VOLTA REDONDA
Aconteceu nesta segunda-feira o depoimento do vereador afastado Paulinho do Raio-X a Comissão Parlamentar de Inquérito (CPI), que investiga a participação dele e de outros parlamentares na tentativa de extorsão ao prefeito Samuca Silva. Paulinho teria lido um relatório sobre o que fez dentro de seu mandato e das acusações de quebra de decoro, mas quando os integrantes da CPI questionaram sobre os vídeos que existem contra ele, pediu para encerrar sua participação no depoimento, por estar se sentindo mal. Os vereadores que integram a comissão, Rodrigo Furtado, presidente, Sidney Dinho, relator, e Fernando Martins, membro, não ficaram satisfeitos e vão pedir que o parlamentar deponha novamente Nesta terça-feira, será votado o pedido para instalação de uma comissão processante que pode iniciar um processo de cassação de Paulinho.
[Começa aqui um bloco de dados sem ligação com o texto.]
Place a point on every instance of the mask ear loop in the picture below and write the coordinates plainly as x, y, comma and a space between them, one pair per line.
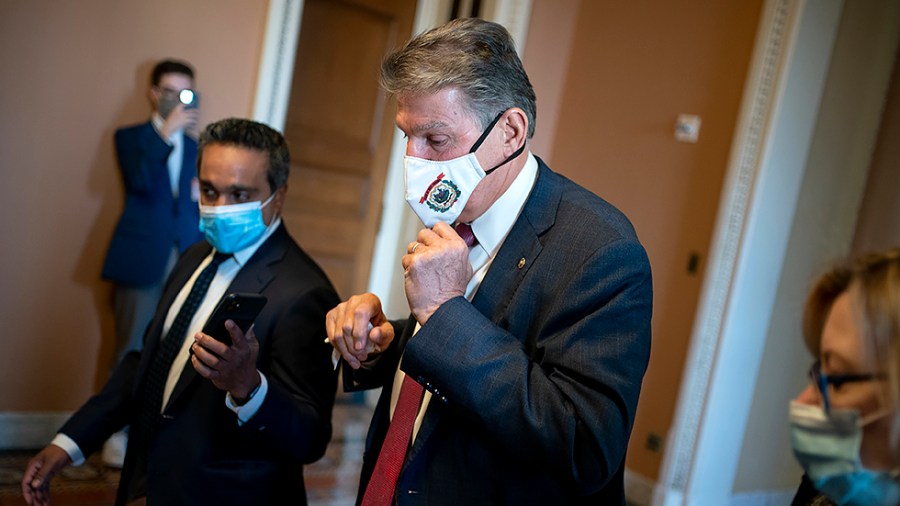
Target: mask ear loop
484, 137
873, 417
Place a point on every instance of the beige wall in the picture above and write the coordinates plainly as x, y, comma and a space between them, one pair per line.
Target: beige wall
73, 72
633, 67
879, 226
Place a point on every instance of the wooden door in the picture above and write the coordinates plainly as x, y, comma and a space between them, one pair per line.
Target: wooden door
339, 128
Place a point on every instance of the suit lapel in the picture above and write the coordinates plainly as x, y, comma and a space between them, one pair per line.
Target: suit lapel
520, 249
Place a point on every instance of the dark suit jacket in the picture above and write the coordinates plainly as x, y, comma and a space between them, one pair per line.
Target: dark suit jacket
152, 221
199, 454
535, 382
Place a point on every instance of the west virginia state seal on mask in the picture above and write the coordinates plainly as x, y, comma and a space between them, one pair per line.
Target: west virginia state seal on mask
441, 194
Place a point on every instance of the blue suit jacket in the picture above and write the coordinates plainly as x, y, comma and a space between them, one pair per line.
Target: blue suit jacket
199, 454
535, 382
152, 221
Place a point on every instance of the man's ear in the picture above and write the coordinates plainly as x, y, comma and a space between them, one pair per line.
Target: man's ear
515, 130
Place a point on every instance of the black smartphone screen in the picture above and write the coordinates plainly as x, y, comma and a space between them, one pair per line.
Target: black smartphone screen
241, 308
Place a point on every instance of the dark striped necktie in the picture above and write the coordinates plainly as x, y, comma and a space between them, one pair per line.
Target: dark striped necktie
169, 347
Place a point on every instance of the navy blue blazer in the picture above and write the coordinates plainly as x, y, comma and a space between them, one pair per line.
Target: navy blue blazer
199, 454
152, 222
535, 383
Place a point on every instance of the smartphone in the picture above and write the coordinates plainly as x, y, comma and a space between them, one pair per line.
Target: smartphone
190, 99
241, 308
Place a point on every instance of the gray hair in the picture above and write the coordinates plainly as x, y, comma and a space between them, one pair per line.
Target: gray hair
477, 57
250, 134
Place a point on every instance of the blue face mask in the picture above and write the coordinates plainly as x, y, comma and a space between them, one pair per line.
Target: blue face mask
827, 447
233, 228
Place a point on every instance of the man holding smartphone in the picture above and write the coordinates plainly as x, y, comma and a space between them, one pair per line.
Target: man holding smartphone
213, 423
157, 161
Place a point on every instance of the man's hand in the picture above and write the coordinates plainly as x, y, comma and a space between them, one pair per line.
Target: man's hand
435, 270
230, 368
357, 327
179, 118
41, 469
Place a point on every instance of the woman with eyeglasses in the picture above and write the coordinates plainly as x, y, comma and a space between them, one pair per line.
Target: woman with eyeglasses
845, 425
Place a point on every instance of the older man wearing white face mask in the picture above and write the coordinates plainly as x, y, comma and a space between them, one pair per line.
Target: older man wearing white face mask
516, 378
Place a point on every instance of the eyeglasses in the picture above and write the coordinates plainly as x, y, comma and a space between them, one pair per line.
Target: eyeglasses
821, 381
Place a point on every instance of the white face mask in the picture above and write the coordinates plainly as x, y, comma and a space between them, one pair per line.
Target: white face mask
438, 191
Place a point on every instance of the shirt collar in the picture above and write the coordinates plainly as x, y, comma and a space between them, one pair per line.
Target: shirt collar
492, 227
157, 121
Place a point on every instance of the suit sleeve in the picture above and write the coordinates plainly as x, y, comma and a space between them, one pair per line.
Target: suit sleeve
562, 394
295, 416
143, 156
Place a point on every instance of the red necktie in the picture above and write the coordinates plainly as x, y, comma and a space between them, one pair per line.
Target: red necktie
383, 482
465, 231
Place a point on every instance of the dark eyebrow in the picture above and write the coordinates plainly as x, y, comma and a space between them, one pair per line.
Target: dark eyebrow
428, 126
232, 188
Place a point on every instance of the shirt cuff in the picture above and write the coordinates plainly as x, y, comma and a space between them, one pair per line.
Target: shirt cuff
69, 446
246, 411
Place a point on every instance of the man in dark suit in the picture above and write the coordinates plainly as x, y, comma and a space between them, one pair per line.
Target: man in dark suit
220, 424
530, 341
157, 160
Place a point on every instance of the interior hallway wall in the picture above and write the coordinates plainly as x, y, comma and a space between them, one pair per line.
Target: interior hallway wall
72, 73
633, 67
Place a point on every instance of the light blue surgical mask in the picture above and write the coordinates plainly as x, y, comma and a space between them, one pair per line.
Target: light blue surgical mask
234, 227
827, 447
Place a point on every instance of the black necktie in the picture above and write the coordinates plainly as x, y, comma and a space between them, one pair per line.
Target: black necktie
465, 231
168, 349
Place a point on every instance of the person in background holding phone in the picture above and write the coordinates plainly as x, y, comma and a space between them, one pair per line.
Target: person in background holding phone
157, 160
159, 221
213, 423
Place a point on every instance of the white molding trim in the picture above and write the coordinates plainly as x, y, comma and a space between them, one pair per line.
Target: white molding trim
763, 498
276, 66
749, 245
638, 489
744, 159
27, 431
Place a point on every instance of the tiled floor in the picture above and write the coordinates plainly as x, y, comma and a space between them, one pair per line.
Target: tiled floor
332, 481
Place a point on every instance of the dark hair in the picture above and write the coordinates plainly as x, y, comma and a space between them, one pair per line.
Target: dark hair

Em seu depoimento, o vereador afastado teria dito que não mencionou os nomes de Carlinhos Santana e Nilton Alves de Faria, o Neném, e que não pediu dinheiro a Samuca Silva. O relator Sidney Dinho, lembrou que Paulinho tinha um atestado médico que vigora até o dia 24 de maio que o impedia de depor. Na última semana, os membros da comissão foram surpreendidos com um atestado liberando mesmo para depor no dia 11, que foi ontem. “Pedimos a extensão do prazo da CPI por mais 20 dias e vamos esperar o prazo do seu atestado terminar para solicitar novo depoimento. Agora se ele vier com outro atestado ai não terá como, a CPI finaliza seu relatório com as alegações da peça principal incompletas”, disse.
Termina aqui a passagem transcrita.